Michael Buckley was on CNN discussing the YouTube Partnership program, and how it has allowed him to follow his passion full-time. I’m hoping Buckley’s recent press can remind people of two things. First, this space has grown up. I predicted people would be earning 6-figure incomes in 2007 and I was too ambitious. But now folks like KipKay on Metacafe (who earned 6-figures last year, but has slowed down significantly) and Michael Buckley (WhattheBuckShow) are proving that it’s possible. Second, Buckley reminds us to be realistic. Buckley worked like crazy, has crowd-gathering talent, and promotes himself well. Buckley is on Inside Edition tonight, and the media seems rather interested in the notion that people can quit their jobs and live independently via YouTube.
Want to make a living on YouTube? Some tips
- Remember it won’t happen overnight.
- Find a niche. Buckley is appealing to celebrity-watchers that like a regular online digest.
- Read my free eBook: How to Become Popular on YouTube Without Any Talent
- Promote yourself, and ensure you use copyright-free content.
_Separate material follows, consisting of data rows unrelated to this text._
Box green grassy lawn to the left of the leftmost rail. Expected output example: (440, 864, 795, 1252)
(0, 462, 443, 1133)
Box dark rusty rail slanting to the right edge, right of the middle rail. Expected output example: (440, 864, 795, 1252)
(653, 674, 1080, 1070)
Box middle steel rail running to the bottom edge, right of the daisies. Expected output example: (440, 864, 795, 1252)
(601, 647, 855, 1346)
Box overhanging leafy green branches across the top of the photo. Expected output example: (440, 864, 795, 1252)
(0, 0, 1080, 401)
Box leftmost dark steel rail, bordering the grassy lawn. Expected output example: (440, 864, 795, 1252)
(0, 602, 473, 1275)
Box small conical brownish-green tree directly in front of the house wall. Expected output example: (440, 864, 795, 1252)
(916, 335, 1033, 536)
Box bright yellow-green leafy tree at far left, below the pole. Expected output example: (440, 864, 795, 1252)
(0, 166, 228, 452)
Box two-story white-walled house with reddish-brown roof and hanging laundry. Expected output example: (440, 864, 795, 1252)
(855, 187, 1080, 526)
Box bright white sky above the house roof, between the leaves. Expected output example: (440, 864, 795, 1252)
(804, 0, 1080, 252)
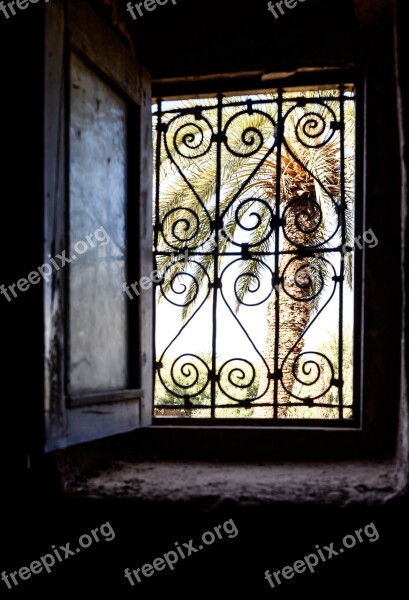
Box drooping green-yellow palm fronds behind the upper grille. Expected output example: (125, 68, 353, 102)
(155, 91, 355, 320)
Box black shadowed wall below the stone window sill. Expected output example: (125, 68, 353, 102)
(0, 499, 409, 600)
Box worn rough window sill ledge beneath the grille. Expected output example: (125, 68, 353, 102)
(62, 460, 404, 507)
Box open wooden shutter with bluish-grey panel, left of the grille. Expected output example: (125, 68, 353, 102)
(44, 0, 153, 451)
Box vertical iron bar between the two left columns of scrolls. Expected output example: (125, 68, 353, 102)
(210, 94, 223, 418)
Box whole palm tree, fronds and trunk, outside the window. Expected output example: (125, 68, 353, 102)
(156, 91, 354, 417)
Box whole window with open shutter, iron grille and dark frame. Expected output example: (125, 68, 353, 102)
(43, 0, 402, 468)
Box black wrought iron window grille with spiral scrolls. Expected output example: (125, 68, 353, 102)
(154, 84, 356, 424)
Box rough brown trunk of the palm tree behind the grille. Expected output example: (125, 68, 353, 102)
(247, 106, 353, 417)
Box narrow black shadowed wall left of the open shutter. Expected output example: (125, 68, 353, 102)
(0, 5, 44, 483)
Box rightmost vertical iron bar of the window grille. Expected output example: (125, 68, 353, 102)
(338, 84, 346, 419)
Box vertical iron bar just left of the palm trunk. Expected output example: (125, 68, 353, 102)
(273, 88, 284, 419)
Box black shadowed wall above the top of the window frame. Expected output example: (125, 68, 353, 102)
(94, 0, 360, 80)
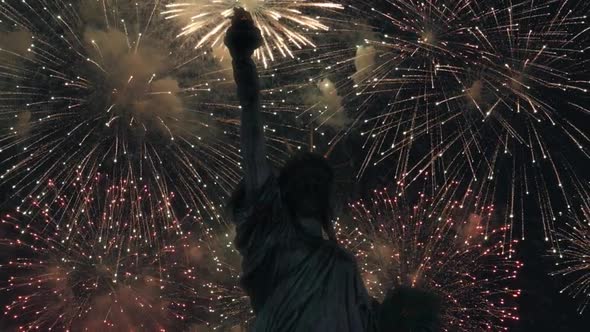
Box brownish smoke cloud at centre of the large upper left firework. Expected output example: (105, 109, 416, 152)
(84, 29, 183, 129)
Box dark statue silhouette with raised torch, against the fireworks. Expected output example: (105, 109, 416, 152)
(225, 8, 440, 332)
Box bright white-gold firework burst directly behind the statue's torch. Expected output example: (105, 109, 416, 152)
(163, 0, 344, 66)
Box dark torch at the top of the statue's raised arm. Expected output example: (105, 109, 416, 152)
(225, 8, 262, 59)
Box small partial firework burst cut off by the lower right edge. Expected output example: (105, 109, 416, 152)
(552, 206, 590, 315)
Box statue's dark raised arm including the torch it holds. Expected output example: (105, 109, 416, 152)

- RSS or read this blog often- it’s dedicated to helping creators make income (and show advertisers how to enhance their brands via known YouTube creators.
- Join the YouTube Partners program once you have a decent amount of videos and views
- Create a lot of content that people want- much of Buckley’s revenue is due to his constantly topical videos, and residual income he earns from his collection. For instance, the vast majority of my income comes from continuous views to the top videos I’ve created that continue to get views.
You’ll need to be a top YouTube creator to live from its advertising sharing, but many of us are supplementing our income. I maintain that the highest earning comes from “sponsored videos.” These aren’t easy to find, but they’re nice income.
Buckley had a modest income before going full-time, and that helps. I’ve got four kids and a mortgage, so it will be a while before YouTube can match my day-job income. But it’s a fun way to make an additional income source, and my video revenue is certainly more than I made in my first job post MBA.